Chapter 57

RAIN

Ididn’t stick around after my goodbye to the team. It wasn’t technically a goodbye, but for me it was.

They’d release me from my contract.

This was strike two, and there’d be more coming.

I had no doubt Daniel’s team wanted me to disappear completely.

That’s how I’d felt growing up. If I’d simply left when I was a kid, no one would’ve looked for me.

Others in my position might’ve run away, but I’d had a house and food.

I was physically safe. Why risk facing the dangers out there until I absolutely needed to?

I think a part of me stayed because that’d been the house where my mother lived. She’d hugged me. Cuddled me. She’d loved me.

And I didn’t want to leave until I was forced out.

I tried telling myself Daniel couldn’t hurt me anymore, but it wasn’t true. If it was, I would’ve had the courage to turn my phone on.

We’d returned on Monday. It was now Wednesday. The Grays were playing Tyler’s old New York team, and I had no idea what the fallout was going to look like.

I’d changed rooms at the hotel, but that was it. My phone had stayed off. I’d asked the front desk to hold any other calls.

I was hiding.

I didn’t even watch television.

In all honesty, I had no recollection of what I had done since I got into my new room Monday afternoon.

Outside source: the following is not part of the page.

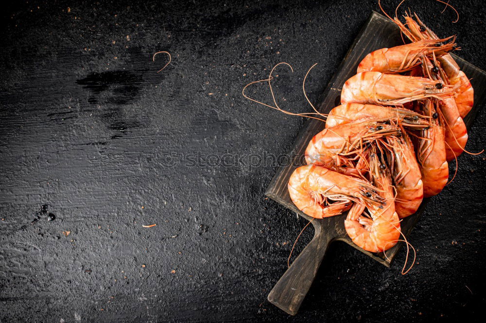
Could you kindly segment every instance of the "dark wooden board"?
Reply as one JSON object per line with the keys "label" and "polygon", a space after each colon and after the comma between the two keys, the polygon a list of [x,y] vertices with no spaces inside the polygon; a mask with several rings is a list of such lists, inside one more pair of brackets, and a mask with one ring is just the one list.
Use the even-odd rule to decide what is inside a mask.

I’d finally woken up today. That’s the best way I could describe it. I’d come back to myself, my reality, and I was all too aware of the time. The Grays were playing in thirty minutes.

I couldn’t watch.

I couldn’t not watch.

Drinking. That was a solution. I could do it drunk, so I showered, pulled on leggings, a Grays sweatshirt, and a ball cap.

I’d get more attention if I wasn’t wearing some form of Grays apparel, but the cap should help hide my face.

I went down to the hotel bar, and it wasn’t too busy.

A few louder fans sat at the bar, so I chose a booth in the corner.

I slid in with my back to the room, facing one of the TVs mounted on the wall.

An old Vikings game played on one of the other televisions, along with an MMA fight, so to keep the confusion down, everything was muted.

“Can I get you something to drink?” A server appeared at my side.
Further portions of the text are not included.